‘Masterminds’ Review: Let’s Make Fun of Poor People

     September 29, 2016


Director Jared Hess broke out with his 2004 indie comedy Napoleon Dynamite. Although it’s a film that’s entirely devoid of substance and depth, and piles on the quirk in place of a personality, the movie resonated with audiences, going on to gross over $46 million worldwide off a budget of $400,000. Hess’ new film, Masterminds, is like if a vampire sucked all of the inoffensive charm from Napoleon Dynamite, and replaced it with famous actors and a script that has nothing but contempt for its cast of characters, poor people who live in trailer homes.

Based on true events, the film follows armored truck driver David Ghantt (Zack Galifianskis), who falls for his co-worker Kelly (Kristen Wiig). Although Kelly quits the job, her friend Steve (Owen Wilson) convinces her that she should seduce David into pulling off a robbery. David, who’s engaged to the weird Jandice (Kate McKinnon), falls for Kelly’s charms and agrees to be the job’s inside man. After the robbery, he flies to Mexico where he naively believes that Kelly and the money will join him. Instead, Steve sends hitman Mike McKinney (Jason Sudeikis) to kill David and cut off his plan’s loose end.


Image via Relativity

There’s a lot of scorn for the people in Masterminds, and while entertainment doesn’t have to feature likable characters (just look at the terrific TV series You’re the Worst), they have to be compelling. The characters in Masterminds are neither. Aside from everyone in the movie being a dummy, they’re also selfish, conceited people. David doesn’t give a second thought to cheating on Jandice; Kelly knows she’s just using David’s crush against him; Steve is letting David take the fall for the robbery; and Mike is a murderer who casually carries around a severed ear in a handkerchief. The only upstanding person is an FBI agent played by Leslie Jones, and even her character isn’t that good at her job—the case against Steve pretty much falls in her lap.

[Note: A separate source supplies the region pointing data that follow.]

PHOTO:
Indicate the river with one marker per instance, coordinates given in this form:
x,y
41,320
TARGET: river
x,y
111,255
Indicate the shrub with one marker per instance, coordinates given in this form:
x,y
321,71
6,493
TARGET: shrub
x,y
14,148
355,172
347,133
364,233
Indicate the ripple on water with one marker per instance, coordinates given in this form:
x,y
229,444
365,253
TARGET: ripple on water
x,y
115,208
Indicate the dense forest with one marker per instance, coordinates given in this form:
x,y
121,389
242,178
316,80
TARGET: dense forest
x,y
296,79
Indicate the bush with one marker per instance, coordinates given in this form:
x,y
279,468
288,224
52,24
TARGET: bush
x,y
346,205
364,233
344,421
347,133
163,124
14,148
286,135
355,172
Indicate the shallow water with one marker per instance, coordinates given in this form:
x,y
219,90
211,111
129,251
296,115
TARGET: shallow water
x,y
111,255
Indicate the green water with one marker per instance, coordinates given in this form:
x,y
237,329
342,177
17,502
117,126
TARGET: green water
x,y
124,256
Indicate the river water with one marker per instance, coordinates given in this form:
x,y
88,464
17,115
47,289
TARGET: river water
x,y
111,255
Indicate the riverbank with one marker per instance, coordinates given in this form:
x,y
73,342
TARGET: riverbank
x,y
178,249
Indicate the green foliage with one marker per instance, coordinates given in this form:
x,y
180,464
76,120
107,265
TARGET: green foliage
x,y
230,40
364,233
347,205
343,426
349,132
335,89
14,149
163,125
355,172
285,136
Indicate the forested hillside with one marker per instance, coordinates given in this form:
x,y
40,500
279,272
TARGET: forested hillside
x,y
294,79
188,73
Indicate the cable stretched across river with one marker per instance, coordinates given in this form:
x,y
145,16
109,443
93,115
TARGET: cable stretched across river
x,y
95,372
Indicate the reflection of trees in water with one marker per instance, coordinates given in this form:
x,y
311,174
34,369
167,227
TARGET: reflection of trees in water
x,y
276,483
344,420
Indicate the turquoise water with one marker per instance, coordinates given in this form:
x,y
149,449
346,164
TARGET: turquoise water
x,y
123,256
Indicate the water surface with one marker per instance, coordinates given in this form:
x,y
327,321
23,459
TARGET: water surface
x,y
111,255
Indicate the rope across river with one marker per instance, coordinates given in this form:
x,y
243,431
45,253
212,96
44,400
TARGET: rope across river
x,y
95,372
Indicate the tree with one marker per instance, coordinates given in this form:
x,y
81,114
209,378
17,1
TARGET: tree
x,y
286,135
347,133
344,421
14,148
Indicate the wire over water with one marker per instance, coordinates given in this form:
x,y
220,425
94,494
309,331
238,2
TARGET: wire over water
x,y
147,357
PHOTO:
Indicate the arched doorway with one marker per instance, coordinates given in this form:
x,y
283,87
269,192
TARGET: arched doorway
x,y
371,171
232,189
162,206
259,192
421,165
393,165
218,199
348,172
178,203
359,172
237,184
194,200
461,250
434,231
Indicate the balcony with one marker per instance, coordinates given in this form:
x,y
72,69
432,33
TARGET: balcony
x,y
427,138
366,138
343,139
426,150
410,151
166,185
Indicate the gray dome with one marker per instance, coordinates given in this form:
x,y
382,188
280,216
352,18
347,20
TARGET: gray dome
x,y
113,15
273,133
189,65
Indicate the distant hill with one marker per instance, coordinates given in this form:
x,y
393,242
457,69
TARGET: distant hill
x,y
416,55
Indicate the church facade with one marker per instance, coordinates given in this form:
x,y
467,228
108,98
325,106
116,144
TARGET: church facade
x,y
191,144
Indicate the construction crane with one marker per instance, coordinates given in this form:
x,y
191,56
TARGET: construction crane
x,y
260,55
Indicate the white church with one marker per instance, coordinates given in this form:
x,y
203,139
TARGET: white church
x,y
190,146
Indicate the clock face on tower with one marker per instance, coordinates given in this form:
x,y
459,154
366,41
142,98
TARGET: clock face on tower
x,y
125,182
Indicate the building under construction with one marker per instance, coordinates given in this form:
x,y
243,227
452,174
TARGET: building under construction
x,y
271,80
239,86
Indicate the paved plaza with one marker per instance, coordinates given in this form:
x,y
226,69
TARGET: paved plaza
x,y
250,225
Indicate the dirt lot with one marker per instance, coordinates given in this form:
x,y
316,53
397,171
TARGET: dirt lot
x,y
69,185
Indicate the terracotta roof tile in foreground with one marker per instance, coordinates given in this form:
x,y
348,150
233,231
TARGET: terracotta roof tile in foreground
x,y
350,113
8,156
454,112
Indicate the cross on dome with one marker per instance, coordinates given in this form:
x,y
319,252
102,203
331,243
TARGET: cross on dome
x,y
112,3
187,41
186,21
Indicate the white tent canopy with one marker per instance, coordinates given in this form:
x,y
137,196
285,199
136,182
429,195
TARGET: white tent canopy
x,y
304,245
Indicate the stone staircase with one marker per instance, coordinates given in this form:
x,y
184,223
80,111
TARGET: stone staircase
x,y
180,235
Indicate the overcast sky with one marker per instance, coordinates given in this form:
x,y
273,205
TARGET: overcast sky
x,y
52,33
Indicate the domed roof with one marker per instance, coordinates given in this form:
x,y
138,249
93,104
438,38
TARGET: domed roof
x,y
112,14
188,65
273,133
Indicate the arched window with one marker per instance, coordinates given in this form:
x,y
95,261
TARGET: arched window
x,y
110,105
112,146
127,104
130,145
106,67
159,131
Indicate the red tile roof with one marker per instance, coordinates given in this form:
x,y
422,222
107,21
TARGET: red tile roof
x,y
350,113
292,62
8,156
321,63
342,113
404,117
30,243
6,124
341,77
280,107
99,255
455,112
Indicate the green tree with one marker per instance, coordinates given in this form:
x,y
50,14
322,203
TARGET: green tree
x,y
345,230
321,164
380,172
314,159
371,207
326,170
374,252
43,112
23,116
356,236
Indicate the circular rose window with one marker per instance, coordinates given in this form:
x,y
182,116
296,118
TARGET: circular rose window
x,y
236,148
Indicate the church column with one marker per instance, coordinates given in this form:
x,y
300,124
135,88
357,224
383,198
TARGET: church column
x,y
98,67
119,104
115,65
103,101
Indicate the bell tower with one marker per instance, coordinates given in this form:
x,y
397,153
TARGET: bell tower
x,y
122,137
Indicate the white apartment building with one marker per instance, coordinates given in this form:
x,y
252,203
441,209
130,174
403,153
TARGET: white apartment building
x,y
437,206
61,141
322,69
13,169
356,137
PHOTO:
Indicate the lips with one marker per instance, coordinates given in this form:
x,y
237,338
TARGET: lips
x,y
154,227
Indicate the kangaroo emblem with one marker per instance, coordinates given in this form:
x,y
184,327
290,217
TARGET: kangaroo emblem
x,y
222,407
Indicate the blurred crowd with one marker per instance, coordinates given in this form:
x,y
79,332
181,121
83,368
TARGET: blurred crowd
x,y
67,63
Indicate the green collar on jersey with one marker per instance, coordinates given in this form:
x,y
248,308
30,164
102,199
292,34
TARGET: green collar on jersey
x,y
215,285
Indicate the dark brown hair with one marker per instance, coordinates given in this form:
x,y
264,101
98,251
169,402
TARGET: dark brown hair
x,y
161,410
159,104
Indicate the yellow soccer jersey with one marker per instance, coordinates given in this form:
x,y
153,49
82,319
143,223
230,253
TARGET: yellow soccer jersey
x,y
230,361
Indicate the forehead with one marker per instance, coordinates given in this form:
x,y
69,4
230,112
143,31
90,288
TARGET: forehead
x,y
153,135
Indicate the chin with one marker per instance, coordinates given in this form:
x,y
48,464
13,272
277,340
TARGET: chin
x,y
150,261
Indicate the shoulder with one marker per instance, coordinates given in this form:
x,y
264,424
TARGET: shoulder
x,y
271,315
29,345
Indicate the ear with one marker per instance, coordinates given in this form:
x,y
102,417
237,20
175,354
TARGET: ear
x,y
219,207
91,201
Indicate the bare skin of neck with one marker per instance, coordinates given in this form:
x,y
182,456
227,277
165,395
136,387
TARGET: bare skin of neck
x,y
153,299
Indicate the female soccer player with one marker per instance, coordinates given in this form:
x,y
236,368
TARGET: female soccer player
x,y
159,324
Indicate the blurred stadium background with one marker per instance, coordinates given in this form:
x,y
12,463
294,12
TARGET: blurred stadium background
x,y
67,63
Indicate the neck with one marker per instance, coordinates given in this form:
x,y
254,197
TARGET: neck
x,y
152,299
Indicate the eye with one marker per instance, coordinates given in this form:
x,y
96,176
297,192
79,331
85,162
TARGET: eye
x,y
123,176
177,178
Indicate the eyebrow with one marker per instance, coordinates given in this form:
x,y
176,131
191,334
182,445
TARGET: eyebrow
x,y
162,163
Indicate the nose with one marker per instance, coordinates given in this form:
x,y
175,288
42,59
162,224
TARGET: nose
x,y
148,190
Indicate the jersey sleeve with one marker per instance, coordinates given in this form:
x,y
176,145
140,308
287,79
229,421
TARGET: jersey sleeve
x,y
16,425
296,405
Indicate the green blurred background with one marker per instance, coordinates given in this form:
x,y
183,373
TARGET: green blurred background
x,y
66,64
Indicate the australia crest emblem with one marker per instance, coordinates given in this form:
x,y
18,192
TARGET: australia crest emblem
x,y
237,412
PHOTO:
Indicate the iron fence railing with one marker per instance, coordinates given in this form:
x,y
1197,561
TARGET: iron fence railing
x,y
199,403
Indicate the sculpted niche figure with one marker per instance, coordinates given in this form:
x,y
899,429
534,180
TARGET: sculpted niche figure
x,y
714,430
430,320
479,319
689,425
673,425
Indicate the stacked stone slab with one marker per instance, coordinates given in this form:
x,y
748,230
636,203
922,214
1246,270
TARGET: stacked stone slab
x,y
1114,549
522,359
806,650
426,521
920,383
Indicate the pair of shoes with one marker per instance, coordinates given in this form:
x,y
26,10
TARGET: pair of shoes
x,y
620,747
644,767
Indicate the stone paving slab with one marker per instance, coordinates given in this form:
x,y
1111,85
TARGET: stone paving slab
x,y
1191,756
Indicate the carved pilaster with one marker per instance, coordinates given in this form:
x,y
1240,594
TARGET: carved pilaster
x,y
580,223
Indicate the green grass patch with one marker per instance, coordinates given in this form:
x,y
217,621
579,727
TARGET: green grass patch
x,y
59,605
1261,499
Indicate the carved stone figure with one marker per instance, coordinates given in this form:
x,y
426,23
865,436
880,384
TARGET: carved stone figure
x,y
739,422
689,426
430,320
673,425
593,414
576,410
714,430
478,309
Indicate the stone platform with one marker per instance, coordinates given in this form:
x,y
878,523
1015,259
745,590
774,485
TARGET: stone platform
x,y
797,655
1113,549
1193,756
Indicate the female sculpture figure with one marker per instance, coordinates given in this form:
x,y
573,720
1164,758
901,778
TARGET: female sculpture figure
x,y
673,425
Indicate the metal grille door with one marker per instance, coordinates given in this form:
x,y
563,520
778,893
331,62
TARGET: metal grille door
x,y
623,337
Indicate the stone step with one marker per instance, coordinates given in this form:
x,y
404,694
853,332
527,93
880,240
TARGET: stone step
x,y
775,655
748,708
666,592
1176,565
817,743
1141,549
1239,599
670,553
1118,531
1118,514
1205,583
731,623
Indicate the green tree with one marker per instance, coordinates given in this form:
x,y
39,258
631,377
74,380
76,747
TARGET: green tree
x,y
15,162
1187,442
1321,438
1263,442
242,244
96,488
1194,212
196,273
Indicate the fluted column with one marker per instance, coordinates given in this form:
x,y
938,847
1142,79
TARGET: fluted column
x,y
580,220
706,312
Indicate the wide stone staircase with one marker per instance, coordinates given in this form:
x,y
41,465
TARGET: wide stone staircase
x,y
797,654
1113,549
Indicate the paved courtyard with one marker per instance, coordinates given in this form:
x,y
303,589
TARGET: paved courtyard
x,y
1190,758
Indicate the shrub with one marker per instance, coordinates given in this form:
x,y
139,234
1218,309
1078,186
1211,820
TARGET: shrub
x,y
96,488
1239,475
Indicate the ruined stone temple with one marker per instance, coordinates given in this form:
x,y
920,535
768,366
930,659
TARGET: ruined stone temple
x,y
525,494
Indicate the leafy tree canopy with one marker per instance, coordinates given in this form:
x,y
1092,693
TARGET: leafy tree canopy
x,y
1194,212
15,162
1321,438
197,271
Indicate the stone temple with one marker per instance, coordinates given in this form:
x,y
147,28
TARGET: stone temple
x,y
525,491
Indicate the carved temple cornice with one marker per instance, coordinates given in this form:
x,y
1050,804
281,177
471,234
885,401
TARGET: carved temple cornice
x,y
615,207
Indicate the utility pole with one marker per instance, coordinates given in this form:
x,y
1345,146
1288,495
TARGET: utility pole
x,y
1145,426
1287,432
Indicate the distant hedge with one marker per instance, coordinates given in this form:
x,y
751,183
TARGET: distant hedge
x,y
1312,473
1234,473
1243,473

Masterminds is content to be either stupid or gross, and yet it’s never funny. It’s a movie that lazily gropes for the nearest gag it can find regardless of whether that joke makes the film any better. For example, at one point, David is in the hotel pool in Mexico, and he sharts, and that’s the joke. The pool fills with shit-colored water, and that’s it. A man poops himself, please laugh. At another point, Jandice and Kelly get into a fight, and Kelly squeezes a tube of vaginal itch cream into Jandice’s mouth. You have Kristen Wiig and Kate McKinnon, two of the funniest women in comedy today, sharing a scene, and this is what Masterminds comes up with.

I’m a little surprised that Hess treats his characters so poorly, especially since he seemed to sympathize with the economically depressed leads of Napoleon Dynamite. Here, Hess just sees his characters as white trash cartoons, and Masterminds feels cruel as a result. It’s a constantly mean-spirited piece of work that’s an insult to everyone who made it and everyone who watches it.